The Demon Engine
by
“Perpetual motion sounds foolish, I’ll admit. But, Professor Kennedy, this Creighton self-acting motor does things I can’t explain.”
Craig looked perplexed as he gazed from Adele Laidlaw, his young and very pretty client, to me. We had heard a great deal about the young lady, one of the wealthiest heiresses of the country. She paused a moment and looked at us, evidently thinking of the many schemes which people had devised to get her money away from her.
“Really,” she went on, “I haven’t a friend to whom I can go, except Mr. Tresham–no one on whom I can rely for advice in a case of this kind.”
Several times, I recollected, there had been rumors that she was engaged to Leslie Tresham, who had been the lawyer for her father before his death. The rumors had always been denied, however, though I am sure it was not Tresham’s fault.
“You see,” she continued, as Craig still said nothing, “father was of a mechanical turn of mind; in fact so was the whole family, and I suppose I have inherited it. I’m just crazy over cars and boats. Anyhow, I was introduced to Mr. Creighton and he seemed so earnest and his work was so interesting that I bought a little of his stock. Now he needs more money to perfect his motor. Perhaps the thing is all right, but,–well, what do I really know about it?”
One could not help feeling a great deal of sympathy for her. She was not the type of woman who would be easily misled, yet I could imagine that she must constantly be on her guard against schemers of every sort lurking to take advantage of every whim.
“H’m,” mused Kennedy, with a smile, eyeing our visitor keenly. “I’ve been consulted on about everything from pickpockets to the fountain of youth. Now it’s perpetual motion. I must say, Miss Laidlaw, your case has a decided scientific interest for me, anyhow, as well as personal. I’d like to look at this wonderful machine, if you can arrange it.”

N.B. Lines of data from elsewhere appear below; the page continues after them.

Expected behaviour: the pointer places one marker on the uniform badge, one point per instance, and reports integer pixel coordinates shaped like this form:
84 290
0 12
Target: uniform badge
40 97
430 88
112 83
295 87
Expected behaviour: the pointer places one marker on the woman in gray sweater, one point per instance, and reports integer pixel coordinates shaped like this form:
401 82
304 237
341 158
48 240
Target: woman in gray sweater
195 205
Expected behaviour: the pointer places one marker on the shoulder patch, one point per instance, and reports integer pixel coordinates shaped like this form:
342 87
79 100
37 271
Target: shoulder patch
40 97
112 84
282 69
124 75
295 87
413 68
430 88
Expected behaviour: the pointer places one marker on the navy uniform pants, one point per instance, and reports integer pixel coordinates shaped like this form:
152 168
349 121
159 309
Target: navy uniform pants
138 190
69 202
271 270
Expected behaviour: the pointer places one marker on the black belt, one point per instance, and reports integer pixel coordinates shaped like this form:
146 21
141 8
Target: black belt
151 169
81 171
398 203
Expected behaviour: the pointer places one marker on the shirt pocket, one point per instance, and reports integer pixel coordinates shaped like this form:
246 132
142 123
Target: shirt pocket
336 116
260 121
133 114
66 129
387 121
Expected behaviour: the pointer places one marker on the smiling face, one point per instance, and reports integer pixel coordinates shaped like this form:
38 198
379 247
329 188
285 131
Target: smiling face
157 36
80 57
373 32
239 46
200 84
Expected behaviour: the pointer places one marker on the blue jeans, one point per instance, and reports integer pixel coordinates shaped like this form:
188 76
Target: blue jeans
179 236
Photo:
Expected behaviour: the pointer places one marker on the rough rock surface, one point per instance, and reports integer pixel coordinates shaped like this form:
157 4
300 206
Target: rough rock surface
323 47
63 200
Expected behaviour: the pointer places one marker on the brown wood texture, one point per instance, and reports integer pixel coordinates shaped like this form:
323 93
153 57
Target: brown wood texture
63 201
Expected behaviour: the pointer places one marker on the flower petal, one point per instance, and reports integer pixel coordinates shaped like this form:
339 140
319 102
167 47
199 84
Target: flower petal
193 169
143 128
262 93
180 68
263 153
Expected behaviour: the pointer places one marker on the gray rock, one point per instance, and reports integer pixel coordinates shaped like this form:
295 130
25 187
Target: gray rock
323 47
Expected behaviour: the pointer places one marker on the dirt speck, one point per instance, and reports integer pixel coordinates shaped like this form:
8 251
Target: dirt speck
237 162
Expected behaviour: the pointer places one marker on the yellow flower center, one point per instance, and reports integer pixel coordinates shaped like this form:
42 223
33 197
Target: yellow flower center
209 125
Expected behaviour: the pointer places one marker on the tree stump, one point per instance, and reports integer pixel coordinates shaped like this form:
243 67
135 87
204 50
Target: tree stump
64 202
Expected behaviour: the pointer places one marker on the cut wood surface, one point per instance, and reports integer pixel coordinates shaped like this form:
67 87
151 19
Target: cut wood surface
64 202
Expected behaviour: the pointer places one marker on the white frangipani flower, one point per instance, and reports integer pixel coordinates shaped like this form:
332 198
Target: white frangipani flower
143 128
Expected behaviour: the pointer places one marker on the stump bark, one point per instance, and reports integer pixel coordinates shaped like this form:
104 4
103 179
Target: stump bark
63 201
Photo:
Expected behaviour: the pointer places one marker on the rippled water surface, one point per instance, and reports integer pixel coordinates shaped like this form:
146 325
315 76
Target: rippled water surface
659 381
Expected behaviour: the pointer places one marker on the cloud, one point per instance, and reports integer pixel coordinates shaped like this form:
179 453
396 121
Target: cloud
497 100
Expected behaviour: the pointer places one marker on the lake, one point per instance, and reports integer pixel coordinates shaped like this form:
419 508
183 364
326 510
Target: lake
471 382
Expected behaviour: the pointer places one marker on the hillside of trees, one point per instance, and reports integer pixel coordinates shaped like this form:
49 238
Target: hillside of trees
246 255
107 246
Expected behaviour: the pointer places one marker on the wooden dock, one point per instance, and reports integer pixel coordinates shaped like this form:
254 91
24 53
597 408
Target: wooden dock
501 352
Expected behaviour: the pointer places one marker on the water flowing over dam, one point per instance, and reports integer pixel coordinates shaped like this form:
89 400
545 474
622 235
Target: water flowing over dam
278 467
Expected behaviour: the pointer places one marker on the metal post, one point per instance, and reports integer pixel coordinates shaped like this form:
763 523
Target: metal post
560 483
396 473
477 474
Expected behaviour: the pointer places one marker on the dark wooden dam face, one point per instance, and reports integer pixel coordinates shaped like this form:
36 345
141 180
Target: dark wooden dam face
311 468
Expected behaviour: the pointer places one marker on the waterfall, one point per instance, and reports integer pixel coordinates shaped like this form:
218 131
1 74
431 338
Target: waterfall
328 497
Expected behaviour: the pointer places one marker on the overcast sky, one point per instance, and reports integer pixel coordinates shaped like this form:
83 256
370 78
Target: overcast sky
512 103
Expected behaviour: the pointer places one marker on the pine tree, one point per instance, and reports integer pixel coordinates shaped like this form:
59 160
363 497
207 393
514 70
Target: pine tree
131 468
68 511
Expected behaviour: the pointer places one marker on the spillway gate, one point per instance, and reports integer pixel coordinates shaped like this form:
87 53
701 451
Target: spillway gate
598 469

“I can do that,” she answered confidently with a glance of thanks to Kennedy for his help. “May I use your telephone?”
She had to wait some time for an answer to her call, but finally she got Creighton on the wire.
“He had just come in,” she said, hanging up the receiver. “He’ll be there if we come down right away.”
Adele Laidlaw drove us downtown in her own high-powered car, which, true to her mechanical instincts, she handled herself. She drove it very well, too. In fact, I felt safer than with Kennedy, who, like many drivers, was inclined to take chances when he was at the wheel himself and could see what he was up against, though he balked severely when anyone else did it.
“How did you become interested in this perpetual motion machine, Miss Laidlaw?” he asked as we threaded our way through the dense traffic.
“Well, I suppose everyone knows that I’m interested in engines,” she replied, as we waited for the signal from a policeman at a cross-street. “I’ve spent a good deal on them in speed-boats and in racing cars, too. An acquaintance, a friend of Mr. Creighton’s, a Mrs. Barry,–Mr. Tresham knows her,–thought perhaps I might use the motor somehow and told me of it. I went down to see it and–I must confess that it fascinated me.”
I had not yet quite got myself accustomed to a girl who was interested in such things, though, in these days, I must confess, saw no reason why she should not be. Kennedy was dividing his attention between the admirable manner in which she handled the car and her very expressive face. Was it really, I wondered, that Creighton, more than his motor, has fascinated her?
She drew up before the Consolidated Bank Building, a modern steel and concrete structure in the uptown business section.